O Grupo de Amigos do Museu de Cerâmica (GAMC) adquiriu recentemente em leilão, realizado pela Livraria Luís Burnay, uma carta autografa de 12 páginas de Rafael Bordalo Pinheiro, dirigida a Sousa Viterbo. A carta, que foi escrita em Lisboa, está assinada pelo artista e data de 6 de Julho de 1891. Custou 600 euros.
Naquela altura, a fábrica de Bordalo nas Caldas vivia a sua primeira grave crise financeira, que atingia também profundamente o país. A missiva respondia a um artigo publicado no Diário de Noticias sobre a situação das Artes Industriais em Portugal. Na missiva, Bordalo fala da produção cerâmica caldense e do seu contributo para a modernização artística e tecnológica desta actividade.
Bordalo Pinheiro escreve que naquela época a cerâmica das Caldas estava “em risco de perder-se em meio do caminho que pensava percorrer por falta de apoio (…)”.
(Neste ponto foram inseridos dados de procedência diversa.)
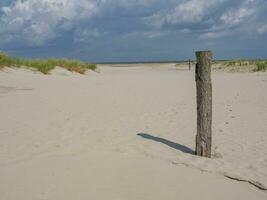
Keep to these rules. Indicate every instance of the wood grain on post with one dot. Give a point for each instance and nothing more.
(189, 64)
(204, 103)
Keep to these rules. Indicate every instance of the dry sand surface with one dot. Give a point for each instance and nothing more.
(129, 133)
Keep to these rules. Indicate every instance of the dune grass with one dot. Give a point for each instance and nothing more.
(46, 65)
(261, 66)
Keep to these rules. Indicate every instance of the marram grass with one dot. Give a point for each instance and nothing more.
(46, 65)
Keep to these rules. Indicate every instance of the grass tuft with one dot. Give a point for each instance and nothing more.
(261, 66)
(45, 66)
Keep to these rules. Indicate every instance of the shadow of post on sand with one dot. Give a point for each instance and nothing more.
(169, 143)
Conta a Sousa Viterbo que há oito anos que trabalhava “assiduamente na reconstrução da nossa Cerâmica Artística” e que agora que começava “a colher os resultados d’este esforço, quando por dificuldades financeiras e, cousa notável, depois do êxito obtido na última exposição de Paris, a que todos assistiram é que surgiram tantas dificuldades que fomos obrigados a suspender os trabalhos artísticos (…).
Refere ainda que “todos fizemos muitos esforços para que não parasse o trabalho, eu pela minha parte posso assegurar-lhe que tenho feito enormes sacrifícios pessoais que continuarei até perder de todo a pequenina esperança que ainda me resta. (…). Acha ainda que a unidade fabril que dirige só pode conservar “o seu carácter nacional e artístico que imaginei com auxílio official(…).
Bordalo insurge-se contra as cópias do “meu género estrangeiro” e acrescenta que não será por esse caminho que se farão bons operários.
“Quando comecei a trabalhar na loiça das Caldas, estava ella no mais completo abandono, e em riscos de desaparecer em poucos anos”. Queixava-se que no início, as pequenas fábricas que “produziam as peças com poucos cuidados para satisfazer o seu consumidor que era unicamente o saloio”. Os modelos que estas reproduziam “eram imitações das falsificações que as fábricas alemãs faziam da velha loiça das Caldas com assumptos de phantazia germânica! Um verdadeiro horror que lhe poderei mostrar quando quiser”.
Pelo vistos, as pequenas fábricas passaram a trabalhar activamente e acolhiam os aprendizes que saiam da Fábrica de Faianças “que não podemos sustentar e enche-me de satisfação o ver que os trabalhos dos últimos anos e sobretudo d’este ano são muitíssimos superiores aos de anos anteriores. Que exemplo melhor do que este e mais frisante – quer o meu amigo para provar a utilidade da fábrica?”, questiona Bordalo.
Na mesma missiva, o artista ainda revela preocupação com outras artes industriais portuguesas em risco “que dentro em pouco terão desaparecido, debaixo da imitação estrangeira” e que eram a indústria das rendas e da ourivesaria, em particular, da filigrana de S. Cosme.